We want to estimate the value of each state under the policy $\pi$ while behaving under $\mu$. This is an off-learning problem. You can quickly verify that the value under $\pi$ is $v_\pi = (4, 3, 2, 1, 1)$.

We want to compare the off-TD and the emphatic-TD of Sutton on this example. To do so, we are going to use the class "comparatorTD" that will help us to compute and plot results for each algorithm.

## Imports

In [1]:
# Usual imports
import numpy as np
import matplotlib.pyplot as plt

# Import the library folder to Python libraries.
import sys
sys.path.insert(0, "../library/") # Path of the library

# Library imports
from TD import EmphaticTD, OffTD # the algorithm to use
from models import Model # The class to define our model
from policies import Policy, LeftRightPolicy, RandomPolicy # All the policies available for such model
from utils import comparatorTD # Tool to evaluate the TD algorithms on a model

In [2]:
# To make nice plot for Latex
%matplotlib notebook
plt.rcParams.update({'font.size': 13}) # for Latex
plt.rcParams['figure.figsize'] = [8, 5]

## Quick definition of the model

In [3]:
# Define the model
model = Model(
            ## Model definition
                # features function
                features = np.identity(5), 
                R = np.ones((5,5)), # transition reward
                pi = LeftRightPolicy(p_right = 1), # target policy
                mu = LeftRightPolicy(p_left = 2/3), # behavior policy
                v_pi = [4, 3, 2, 1, 1], # state value under pi
    
            ## Parameters for TD
                I = np.ones(5), # interest function
                discounts = [0, 1, 1, 1, 0], # discount function
    
            ## Initialisation
                S0 = 0,
                theta0 = np.zeros(5),
             ) 

## Tuning $\alpha$ with the comparator

### Define and run the comparator

A comparator is easy to define just give the algorithm you want to use and some plot characteristics if you want.

In [4]:
# The algorithm you want to compare
alphas = [0.1, 0.05, 0.01, 0.005, 0.001]
colors = ['#d73027','#fc8d59','green','#91bfdb','#4575b4'] # Nice palette
algos = []
for x in alphas:
    algos.append(EmphaticTD(alpha = x, lambdas=0))

# Build the comparator
comparator = comparatorTD(algos, colors = colors, names = alphas)

# Run the comparator
comparator.run(model, T = 2000, N = 100)

emphatic TD has been computed for 2000 steps and 100 particles.
emphatic TD has been computed for 2000 steps and 100 particles.
emphatic TD has been computed for 2000 steps and 100 particles.
emphatic TD has been computed for 2000 steps and 100 particles.
emphatic TD has been computed for 2000 steps and 100 particles.

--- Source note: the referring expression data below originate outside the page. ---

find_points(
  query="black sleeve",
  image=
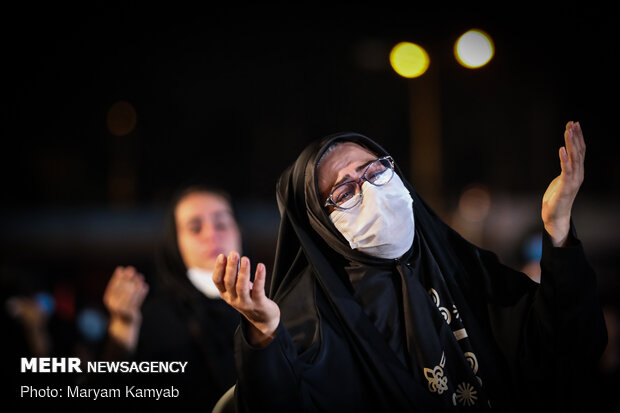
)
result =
(554, 334)
(261, 370)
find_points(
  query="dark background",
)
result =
(231, 95)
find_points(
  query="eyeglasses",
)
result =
(348, 194)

### Plot the MSVE to see performance

In [5]:
comparator.plot_msve(particles=False, mom = True, optimal=True)

<IPython.core.display.Javascript object>

As you can see when $\alpha$ is too big, the emphatic becomes unstable. Here the best choice would be $\alpha = 0.01$.

## Tuning $\lambda$ with the comparator

### Define and run the comparator

In [6]:
# The algorithm you want to compare
lambdas = [0, 0.25, 0.5, 0.75, 1]
colors = ['#d73027','#fc8d59','green','#91bfdb','#4575b4'] # Nice palette
algos = []
for x in lambdas:
    algos.append(EmphaticTD(alpha = 0.01, lambdas=x))

# Build the comparator
comparator = comparatorTD(algos, colors = colors, names = lambdas)

# Run the comparator
comparator.run(model, T = 2000, N = 100)

emphatic TD has been computed for 2000 steps and 100 particles.
emphatic TD has been computed for 2000 steps and 100 particles.
emphatic TD has been computed for 2000 steps and 100 particles.
emphatic TD has been computed for 2000 steps and 100 particles.
emphatic TD has been computed for 2000 steps and 100 particles.


### Plot the MSVE to see performance

In [7]:
comparator.plot_msve(particles=False, mom = True, optimal=True, ylim=(0, 1))

<IPython.core.display.Javascript object>

# Conclusion

The comparator can plot quickly the performance for different hyper-parameters. However with a lot of parameter it can become difficult to optimize. Then some library of optimisation like hyperopt could be use.